There were only a few differences in the patient profiles among the patients of the two subgroups; thus, we feel that the patient populations of the two subgroups were sufficiently similar for a fair comparison, especially because all analyses were done while controlling for potentially confounding variables. Therefore, despite the limitations of a retrospective study, the concurrent collection and analysis of data might help to minimize the occurrence of similar subsequent complications. Accurate recording of all patient outcomes and complications is essential to modern practice, as they will be scrutinized by patients, payers, and credentialing bodies.
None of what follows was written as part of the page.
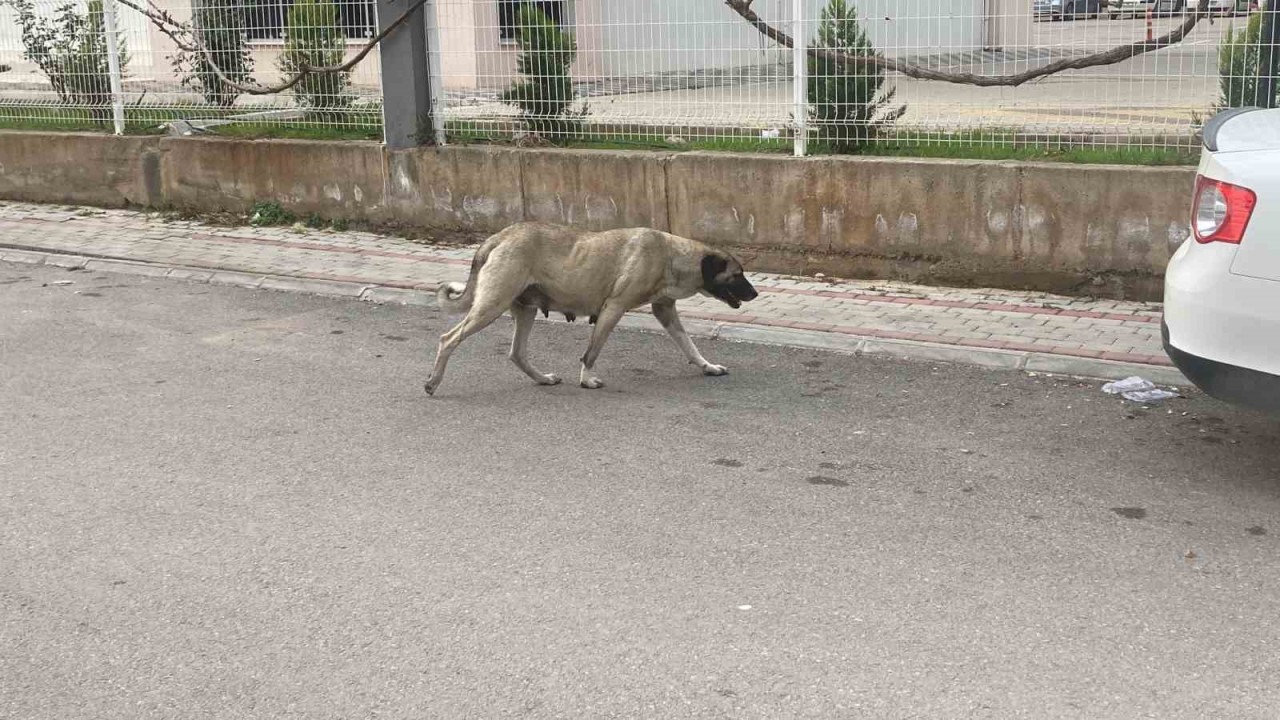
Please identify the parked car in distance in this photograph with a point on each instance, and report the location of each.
(1221, 318)
(1129, 8)
(1068, 9)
This is particularly important when developing a new procedure.

In conclusion, this study indicates that LSG constitutes a potentially safe anti-obesity procedure for high-risk patients with acceptable early postoperative morbidity. The experience can be discouraging at the beginning, even for surgeons with advanced laparoscopic skills, but this can be easily overcome. LSG can be performed safely, with proper mentoring and in appropriate settings, by less experienced bariatric surgeons. The use of staple-line reinforcement was associated with improved perioperative outcomes, and it should be considered in an attempt to decrease leaks.